The transtheoretical model (TTM) has emerged as a framework to understand how individuals initiate and adopt regular PA. The framework proposes that individuals move through a temporal sequence of five stages: precontemplation (no intention of becoming regularly physically active), contemplation (intending to become regularly physically active within the next 6 months), preparation (intending to become regularly physically active within the next 30 days), action (being regularly physically active 30 min per day, most days of the week, but only within the last 6 months), and maintenance (meeting the requirements of PA for at least 6 months) [6]. At each individual stage of readiness to become physically active, different factors are hypothesized to influence stage progression [7]. The constructs include self-efficacy, temptations, decisional balance, and ten processes of change.
Self-efficacy can be described as a persons’ self-confidence to perform a specific task in challenging and tempting situations [8]. Of particular importance for stage transition, barrier self-efficacy can be described as a person’s belief in capabilities to overcome personal, social, and environmental barriers to exercising [9, 10]. Generally, cross-sectional analyses have shown that the confidence to overcome barriers to PA increases linearly across stages [7]. Conceptually related to barrier self-efficacy, temptations describe urges to engage in a specific habit in the midst of difficult situations [6, 11]. Construct validity of temptations was recently established by significantly lower levels of temptations in the later stages [12]. Based on expectancy theory, decisional balance is a multidimensional set of values perceived as advantages and disadvantages of behavioral change [13]. Construct validity of the decisional balance inventory was demonstrated by an increase in pros and a decrease in cons across stages [7].

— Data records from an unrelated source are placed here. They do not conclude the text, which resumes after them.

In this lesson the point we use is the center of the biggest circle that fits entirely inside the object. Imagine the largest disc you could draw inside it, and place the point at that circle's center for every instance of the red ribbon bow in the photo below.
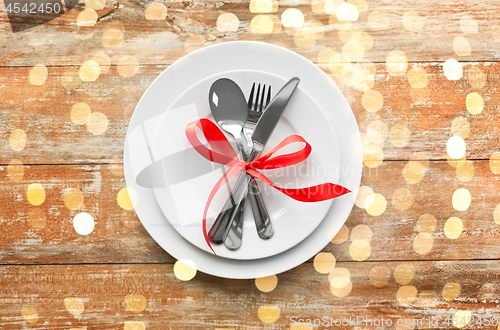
(223, 153)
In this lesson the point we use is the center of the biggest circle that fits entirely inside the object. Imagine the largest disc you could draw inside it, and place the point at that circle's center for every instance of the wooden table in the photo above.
(413, 254)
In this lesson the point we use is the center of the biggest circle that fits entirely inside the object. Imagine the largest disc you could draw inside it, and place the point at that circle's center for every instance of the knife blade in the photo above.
(263, 131)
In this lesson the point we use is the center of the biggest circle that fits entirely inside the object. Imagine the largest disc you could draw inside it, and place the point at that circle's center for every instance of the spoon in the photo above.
(230, 111)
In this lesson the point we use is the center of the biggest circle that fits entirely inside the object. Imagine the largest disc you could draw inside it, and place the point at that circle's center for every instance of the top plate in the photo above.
(208, 61)
(189, 178)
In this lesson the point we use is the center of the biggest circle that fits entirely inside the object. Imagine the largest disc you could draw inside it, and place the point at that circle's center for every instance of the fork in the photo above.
(261, 215)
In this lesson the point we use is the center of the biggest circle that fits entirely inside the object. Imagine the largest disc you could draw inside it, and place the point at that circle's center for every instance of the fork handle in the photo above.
(260, 213)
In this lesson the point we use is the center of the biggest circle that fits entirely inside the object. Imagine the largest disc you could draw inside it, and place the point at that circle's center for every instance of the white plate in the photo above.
(208, 61)
(189, 178)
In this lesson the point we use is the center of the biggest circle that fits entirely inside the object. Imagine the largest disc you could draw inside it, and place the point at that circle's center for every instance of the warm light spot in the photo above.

Finally, the processes of change are defined as overt and covert strategies that individuals use to alter their experiences and environment [14, 15]. The processes are divided into two higher order factors: (a) experiential and (b) behavioral processes, each consisting of five constructs [16]. Variable findings for the measurement characteristics of the processes of change instruments have led to some criticism of this construct [17]. For example, various item indicators have been known to load significantly on more than one construct, and the construct of social liberation does not appear to be unidimensional [17].
TTM constructs have previously been applied to the study of PA by a number of researchers [6, 7, 18–20]. However, few investigators have examined the structural and generalizalibility aspects of construct validity of the measurement scales. Structural aspects of construct validity test the fit of a theoretically based measurement model, which describes the pattern of relationships among a set of indicators and provides the basis for calculating scores that are used in all other tests of validity [21]. Of equal importance is the establishment of generalizability aspects of construct validity by testing of multi-group equivalence/invariance, the extent to which an instrument is measuring a construct or its operations (i.e., factor loadings) similarly between groups [22]. Although some evidence supports the invariance of individual scales [23], to our knowledge, the invariance of all the TTM constructs applied to PA have not been examined simultaneously in a single but diverse sample of adults.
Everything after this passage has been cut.